We identified 1 558 072 episodes of moderate to severe traumatic injury in patients who presented initially to a nontrauma center from January 1, 2010, to October 15, 2015. We identified a treating ED practitioner for 1 159 160 patients (74.4%), representing 132 556 unique practitioners (eTable 1 in the Supplement gives characteristics of unmatched patients). We excluded patients with only moderate injuries and those treated by practitioners who evaluated fewer than 10 total patients (eTable 2 in the Supplement gives practitioner characteristics). The final analysis included 124 008 severely injured patients (mean [SD] age, 81 [8.4] years; 67 253 [54.2%] female) treated by 25 376 practitioners (5564 [21.9%] female) (who saw at least 10 beneficiaries) at 2461 acute care hospitals. Table 1 gives the characteristics of patients, practitioners, and hospitals in the final sample.
We observed broad variation in the triage of trauma patients: 38 605 (31.1%) were triaged successfully, and 85 403 (68.9%) were undertriaged (1337 died in the ED, 28 583 were discharged, and 55 483 were admitted to the hospital where they presented). On the basis of intraclass correlation coefficients, 40.6% of total variation was correlated with practitioners, 37.8% with hospitals, and 6.7% with regions. Our sensitivity analysis to account for imperfect practitioner nesting in hospitals produced similar results.

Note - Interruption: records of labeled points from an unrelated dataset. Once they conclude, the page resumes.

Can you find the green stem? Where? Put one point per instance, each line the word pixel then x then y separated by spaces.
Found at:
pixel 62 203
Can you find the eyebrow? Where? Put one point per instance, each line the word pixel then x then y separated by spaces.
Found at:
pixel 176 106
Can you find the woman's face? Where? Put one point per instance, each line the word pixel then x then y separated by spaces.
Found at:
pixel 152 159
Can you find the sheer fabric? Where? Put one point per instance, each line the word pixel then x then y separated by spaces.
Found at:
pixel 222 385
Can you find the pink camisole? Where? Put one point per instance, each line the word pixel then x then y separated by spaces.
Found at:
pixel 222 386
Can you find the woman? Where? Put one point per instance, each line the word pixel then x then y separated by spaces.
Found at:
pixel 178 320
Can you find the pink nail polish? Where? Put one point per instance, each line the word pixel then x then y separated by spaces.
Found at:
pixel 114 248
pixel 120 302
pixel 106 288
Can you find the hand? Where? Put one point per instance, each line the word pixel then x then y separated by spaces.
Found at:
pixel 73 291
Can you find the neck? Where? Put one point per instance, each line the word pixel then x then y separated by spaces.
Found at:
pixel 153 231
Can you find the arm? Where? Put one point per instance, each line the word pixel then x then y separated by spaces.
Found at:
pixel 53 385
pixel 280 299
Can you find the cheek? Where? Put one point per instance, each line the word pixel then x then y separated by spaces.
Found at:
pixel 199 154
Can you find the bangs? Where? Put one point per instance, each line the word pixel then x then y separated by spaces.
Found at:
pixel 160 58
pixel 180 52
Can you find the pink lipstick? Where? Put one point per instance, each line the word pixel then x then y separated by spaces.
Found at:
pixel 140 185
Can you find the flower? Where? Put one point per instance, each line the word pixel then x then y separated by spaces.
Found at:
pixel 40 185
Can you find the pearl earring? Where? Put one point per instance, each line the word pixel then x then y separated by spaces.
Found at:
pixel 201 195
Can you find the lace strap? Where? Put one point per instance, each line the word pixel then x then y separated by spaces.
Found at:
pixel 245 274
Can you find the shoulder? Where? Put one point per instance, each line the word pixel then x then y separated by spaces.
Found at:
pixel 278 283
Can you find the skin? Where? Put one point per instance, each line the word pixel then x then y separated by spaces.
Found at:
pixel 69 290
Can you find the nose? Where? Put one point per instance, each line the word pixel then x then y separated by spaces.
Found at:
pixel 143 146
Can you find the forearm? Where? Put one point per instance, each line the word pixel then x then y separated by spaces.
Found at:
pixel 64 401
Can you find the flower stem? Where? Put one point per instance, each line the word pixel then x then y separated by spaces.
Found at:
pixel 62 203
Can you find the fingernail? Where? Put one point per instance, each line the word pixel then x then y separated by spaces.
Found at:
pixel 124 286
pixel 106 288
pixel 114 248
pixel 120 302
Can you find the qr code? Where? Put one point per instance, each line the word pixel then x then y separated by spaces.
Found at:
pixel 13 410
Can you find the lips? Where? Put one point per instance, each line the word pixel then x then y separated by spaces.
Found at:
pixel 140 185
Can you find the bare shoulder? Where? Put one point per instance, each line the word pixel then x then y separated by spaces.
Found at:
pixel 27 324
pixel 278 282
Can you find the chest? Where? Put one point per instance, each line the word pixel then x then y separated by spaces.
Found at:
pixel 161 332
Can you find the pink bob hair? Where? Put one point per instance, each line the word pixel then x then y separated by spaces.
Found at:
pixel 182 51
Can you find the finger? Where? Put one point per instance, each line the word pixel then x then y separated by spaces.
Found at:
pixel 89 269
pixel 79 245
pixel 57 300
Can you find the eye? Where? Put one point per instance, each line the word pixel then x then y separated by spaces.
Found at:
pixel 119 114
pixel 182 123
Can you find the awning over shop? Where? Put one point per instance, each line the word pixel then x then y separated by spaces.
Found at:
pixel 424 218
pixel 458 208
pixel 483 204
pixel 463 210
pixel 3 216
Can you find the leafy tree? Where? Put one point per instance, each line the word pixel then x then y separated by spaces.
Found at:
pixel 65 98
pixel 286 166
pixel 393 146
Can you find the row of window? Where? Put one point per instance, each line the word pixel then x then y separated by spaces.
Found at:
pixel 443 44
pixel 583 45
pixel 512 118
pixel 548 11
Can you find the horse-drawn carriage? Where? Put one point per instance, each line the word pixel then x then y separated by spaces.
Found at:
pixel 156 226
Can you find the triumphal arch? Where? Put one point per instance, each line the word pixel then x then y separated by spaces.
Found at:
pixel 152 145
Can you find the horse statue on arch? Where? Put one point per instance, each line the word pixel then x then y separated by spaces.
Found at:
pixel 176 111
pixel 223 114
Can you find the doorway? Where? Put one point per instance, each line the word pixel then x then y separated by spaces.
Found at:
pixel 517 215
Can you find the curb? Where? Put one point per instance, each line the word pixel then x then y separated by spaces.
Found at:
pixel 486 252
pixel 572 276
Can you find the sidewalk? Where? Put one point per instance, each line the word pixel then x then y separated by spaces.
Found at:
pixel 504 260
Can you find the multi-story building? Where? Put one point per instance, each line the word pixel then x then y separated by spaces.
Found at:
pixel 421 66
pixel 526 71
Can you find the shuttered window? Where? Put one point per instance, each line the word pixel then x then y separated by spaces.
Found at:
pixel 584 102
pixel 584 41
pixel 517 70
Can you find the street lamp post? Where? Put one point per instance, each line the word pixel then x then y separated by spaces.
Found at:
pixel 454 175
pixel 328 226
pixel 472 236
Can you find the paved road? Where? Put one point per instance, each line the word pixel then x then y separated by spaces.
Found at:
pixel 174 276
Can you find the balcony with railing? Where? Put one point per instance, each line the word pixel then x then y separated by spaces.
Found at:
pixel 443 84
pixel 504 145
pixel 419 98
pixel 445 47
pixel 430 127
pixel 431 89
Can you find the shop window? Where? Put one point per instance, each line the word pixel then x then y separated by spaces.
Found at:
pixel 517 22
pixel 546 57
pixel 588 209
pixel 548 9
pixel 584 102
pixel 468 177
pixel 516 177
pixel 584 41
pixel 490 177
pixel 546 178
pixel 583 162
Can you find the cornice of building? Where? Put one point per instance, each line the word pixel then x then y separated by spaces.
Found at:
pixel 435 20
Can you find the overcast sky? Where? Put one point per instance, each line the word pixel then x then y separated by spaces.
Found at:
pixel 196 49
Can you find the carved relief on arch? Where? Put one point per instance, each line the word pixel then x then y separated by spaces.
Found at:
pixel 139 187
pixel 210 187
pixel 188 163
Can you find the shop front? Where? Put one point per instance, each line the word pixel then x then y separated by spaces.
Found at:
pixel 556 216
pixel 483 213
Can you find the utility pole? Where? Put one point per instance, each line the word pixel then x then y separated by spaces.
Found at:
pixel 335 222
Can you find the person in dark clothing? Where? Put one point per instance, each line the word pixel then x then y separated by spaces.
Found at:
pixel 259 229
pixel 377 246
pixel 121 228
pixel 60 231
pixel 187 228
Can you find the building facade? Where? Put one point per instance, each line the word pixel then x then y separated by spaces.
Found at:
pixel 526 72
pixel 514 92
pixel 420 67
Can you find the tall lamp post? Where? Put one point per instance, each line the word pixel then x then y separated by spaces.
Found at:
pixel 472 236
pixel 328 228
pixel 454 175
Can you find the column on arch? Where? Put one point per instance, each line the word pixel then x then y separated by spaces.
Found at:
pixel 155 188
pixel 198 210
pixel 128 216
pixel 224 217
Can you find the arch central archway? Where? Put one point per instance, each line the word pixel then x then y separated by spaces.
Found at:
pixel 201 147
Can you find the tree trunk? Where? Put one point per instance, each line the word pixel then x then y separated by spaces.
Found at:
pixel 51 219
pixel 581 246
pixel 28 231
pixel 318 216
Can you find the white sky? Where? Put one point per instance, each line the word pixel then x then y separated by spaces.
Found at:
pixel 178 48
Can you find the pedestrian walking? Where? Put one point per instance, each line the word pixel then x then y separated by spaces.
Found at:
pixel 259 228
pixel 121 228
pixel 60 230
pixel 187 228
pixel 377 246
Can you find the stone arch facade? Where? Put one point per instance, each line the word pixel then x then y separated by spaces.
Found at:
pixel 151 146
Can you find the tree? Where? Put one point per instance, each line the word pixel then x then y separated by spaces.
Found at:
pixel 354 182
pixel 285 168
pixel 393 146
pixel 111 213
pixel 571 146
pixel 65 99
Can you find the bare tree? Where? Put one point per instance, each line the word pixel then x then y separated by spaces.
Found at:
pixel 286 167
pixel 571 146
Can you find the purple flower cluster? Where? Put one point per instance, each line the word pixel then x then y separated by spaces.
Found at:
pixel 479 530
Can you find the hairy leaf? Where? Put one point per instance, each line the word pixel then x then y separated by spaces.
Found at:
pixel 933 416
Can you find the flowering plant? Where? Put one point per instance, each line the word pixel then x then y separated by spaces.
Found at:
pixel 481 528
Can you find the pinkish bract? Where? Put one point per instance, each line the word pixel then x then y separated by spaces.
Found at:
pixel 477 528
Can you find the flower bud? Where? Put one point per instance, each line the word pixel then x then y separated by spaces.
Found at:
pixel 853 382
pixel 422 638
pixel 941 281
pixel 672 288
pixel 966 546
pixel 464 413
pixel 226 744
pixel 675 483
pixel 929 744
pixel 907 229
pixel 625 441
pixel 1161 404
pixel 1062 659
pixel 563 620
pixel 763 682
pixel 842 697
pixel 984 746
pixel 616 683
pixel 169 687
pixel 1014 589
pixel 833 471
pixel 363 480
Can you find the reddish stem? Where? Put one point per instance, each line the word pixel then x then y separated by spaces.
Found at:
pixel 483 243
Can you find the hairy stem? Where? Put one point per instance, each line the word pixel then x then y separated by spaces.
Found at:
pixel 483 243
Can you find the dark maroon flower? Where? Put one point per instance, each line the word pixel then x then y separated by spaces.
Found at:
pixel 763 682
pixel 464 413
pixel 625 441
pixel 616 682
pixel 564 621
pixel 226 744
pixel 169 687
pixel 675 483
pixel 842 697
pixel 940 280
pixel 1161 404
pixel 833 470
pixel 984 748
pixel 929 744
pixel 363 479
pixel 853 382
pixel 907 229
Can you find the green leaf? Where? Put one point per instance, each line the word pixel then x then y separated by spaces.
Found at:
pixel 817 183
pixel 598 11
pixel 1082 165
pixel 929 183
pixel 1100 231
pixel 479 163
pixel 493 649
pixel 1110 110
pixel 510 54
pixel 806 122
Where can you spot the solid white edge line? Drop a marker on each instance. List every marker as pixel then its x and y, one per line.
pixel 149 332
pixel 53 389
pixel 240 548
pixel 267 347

Practitioners who evaluated 10 or more total beneficiaries during the 6 years saw a median of 4 (interquartile range, 2-7) severely injured patients and undertriaged 75% (interquartile range, 45%-100%). Only 2388 practitioners (9.4%) met ACS-endorsed thresholds for successful triage. Practitioner characteristics by category of triage performance are given in eTable 3 in the Supplement.
In the multivariable clustered Poisson regression analyses, EM training was associated with reduced risk of undertriage, whereas greater experience and lower volumes of patients were associated with increased risk of undertriage (Table 2). Practitioners at hospitals with neurosurgical services (RR, 1.51; 95% CI, 1.45-1.57), spine surgeons (RR, 1.10; 95% CI, 1.06-1.13), and general surgeons (RR, 1.13; 95% CI, 1.09-1.17) were significantly more likely to undertriage patients.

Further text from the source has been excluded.